We realize that New York Magazine isn’t really known for their foreign policy coverage, but this is still a spectacular fail:
“fighting continues to rage in Libya, thousands of Libyans have crossed the border into neighboring Liberia, a country fraught with its own troubles as it continues to recover from a decades-long civil war. Around 100,000 Libyan refugees have fled to the poor Western African nation. “It’s a serious threat to the stability of Liberia and, I might say, to the stability of all neighboring countries,” said Liberian President Ellen Johnson Sirleaf in an interview. “There’s been a lot of investment for peace in this sub-region; we’re beginning to see the result of that investment,” she added. “If nothing is done to resolve the crisis, all of these efforts will be undermined.”
Adding to the troubles is the flow of Liberian mercenaries into the Ivory Coast.
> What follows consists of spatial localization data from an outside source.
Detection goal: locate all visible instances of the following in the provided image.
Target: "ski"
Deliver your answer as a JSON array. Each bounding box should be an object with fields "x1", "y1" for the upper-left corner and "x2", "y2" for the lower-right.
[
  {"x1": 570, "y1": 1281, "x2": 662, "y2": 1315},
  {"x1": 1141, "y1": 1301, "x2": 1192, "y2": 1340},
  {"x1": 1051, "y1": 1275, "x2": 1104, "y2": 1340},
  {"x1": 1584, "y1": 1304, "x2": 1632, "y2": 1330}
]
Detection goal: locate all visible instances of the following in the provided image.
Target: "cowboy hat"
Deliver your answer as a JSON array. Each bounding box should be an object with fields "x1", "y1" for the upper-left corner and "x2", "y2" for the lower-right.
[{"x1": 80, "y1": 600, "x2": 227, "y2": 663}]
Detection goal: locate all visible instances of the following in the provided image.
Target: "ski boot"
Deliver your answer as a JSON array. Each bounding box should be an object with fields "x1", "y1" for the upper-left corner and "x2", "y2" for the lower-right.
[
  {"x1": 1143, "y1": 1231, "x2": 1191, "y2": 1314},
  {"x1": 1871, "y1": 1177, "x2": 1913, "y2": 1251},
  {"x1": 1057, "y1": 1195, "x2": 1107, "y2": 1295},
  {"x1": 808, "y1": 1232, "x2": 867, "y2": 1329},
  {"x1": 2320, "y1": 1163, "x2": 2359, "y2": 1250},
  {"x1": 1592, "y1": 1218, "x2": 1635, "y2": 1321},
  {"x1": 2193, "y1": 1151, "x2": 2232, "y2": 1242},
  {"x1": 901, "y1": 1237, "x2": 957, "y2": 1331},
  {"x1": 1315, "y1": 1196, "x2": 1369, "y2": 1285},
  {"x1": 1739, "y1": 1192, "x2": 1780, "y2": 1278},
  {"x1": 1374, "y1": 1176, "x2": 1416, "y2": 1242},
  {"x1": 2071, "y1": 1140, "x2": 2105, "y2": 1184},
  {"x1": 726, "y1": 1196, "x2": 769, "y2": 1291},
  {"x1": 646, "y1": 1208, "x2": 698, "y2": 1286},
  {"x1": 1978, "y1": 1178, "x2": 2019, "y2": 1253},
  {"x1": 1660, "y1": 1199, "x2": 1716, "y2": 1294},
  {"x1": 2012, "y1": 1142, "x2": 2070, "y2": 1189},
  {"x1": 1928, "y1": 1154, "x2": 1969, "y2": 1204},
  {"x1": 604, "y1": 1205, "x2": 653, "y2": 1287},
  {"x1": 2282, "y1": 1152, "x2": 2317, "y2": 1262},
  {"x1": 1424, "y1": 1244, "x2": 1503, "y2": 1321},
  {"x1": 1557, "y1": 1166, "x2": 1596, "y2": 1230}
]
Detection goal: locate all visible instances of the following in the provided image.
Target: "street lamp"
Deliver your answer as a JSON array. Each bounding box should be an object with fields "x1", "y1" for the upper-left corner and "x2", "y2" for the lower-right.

The mercenaries are fighting on behalf of the Ivory Coast’s entrenched leader Laurent Gbagbo— not recognized by the United Nations—as rebels in the north of the country battle for control. “According to what we hear, both sides are recruiting Liberian mercenaries,” said Harrison S. Karnwea Sr., Liberia’s interior minister. “When people have been used to living on violence, they have got no profession to earn their living on.” On Thursday, fighting had escalated in the Ivory Coast capital city of Abidjan where forces loyal to Gbagbo clashed with U.N. recognized president Alassane Quattara.”
We figure the article will have been pulled by the time you guys read this tomorrow morning, but here’s a screenshot:
(Oh, and just between us? It’s “Ouattara.” Not “Quattara.”)
Update, 4/1/11 9:30am: A corrected (sort of) version was posted late last night. Oddly, rather than just replacing the erroneous Libya references with Côte d’Ivoire, they’ve reorganized the article, which means it now begins with a confusing reference to “Liberia’s already mounting problems.” Oh, and apparently no one got the memo that Abidjan is not the capital of Côte d’Ivoire and Ouattara is not named Quattara.